Poderei até concluir, sem grande margem para erro, depois de tanta investigação e da intervenção policial, que irão pôr-se a descoberto várias irregularidades menores ocorridas ao longo de todo o circuito do medicamento, desde a sua expedição à sua aplicação no olho de cada paciente, mas nenhuma delas decisiva, ou à qual possa ser atribuída a tragédia. Também nenhum dos profissionais envolvidos será directamente culpado, muito menos a Administração do Hospital ou o Infarmed. Só as suspeitas irão continuar durante algum tempo nos jornais e no sentimento popular, a par do sofrimento e do julgamento feito pelas vítimas, para toda a vida.
Um médico especialista canadiano com larga experiência veio a Portugal e declarou peremptoriamente que nunca tinha assistido a nada semelhante, desde que usa o medicamento, e ficou perplexo com este caso. Também eu, que estou de fora, já tenho uma opinião formada a este respeito, como qualquer treinador de bancada atento ao jogo.
Que me desculpem os senhores médicos, humanos como eu e a quem muito devo do bom…e também um pouco do mau que tenho passado ao longo da vida.

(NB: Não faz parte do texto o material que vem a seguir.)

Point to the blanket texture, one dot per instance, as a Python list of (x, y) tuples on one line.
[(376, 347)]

Algo correu mal nalguma alteração determinada por prática, investigação, descuido ou puramente acidental, na sua técnica habitual. Acabo de ler, por exemplo, duas notícias quase contraditórias: a primeira, que uma doente recusou a alta que os Serviços de Oftalmologia do HSM pretendiam dar-lhe, por ter recuperado (?) a visão e a segunda, que um responsável afirmava que os pacientes iriam recuperá-la a largo prazo…
Não acredito em atentados terroristas deste género. Um «corajoso» que se esconde atrás de informações anónimas só merece credibilidade à justiça das hipóteses ou ao jornalismo das fontes secretas. A não ser que se trate da ETA ou dos Taliban…
A terminar, peço antecipadamente desculpa, se errei nas minhas conclusões antecipadas e se algum dia vier a ser encontrado o verdadeiro criminoso.
Como ser humano, posso pensar e errar. Mas ninguém me convence a ser ceguinho à força. E cegueta, muito menos.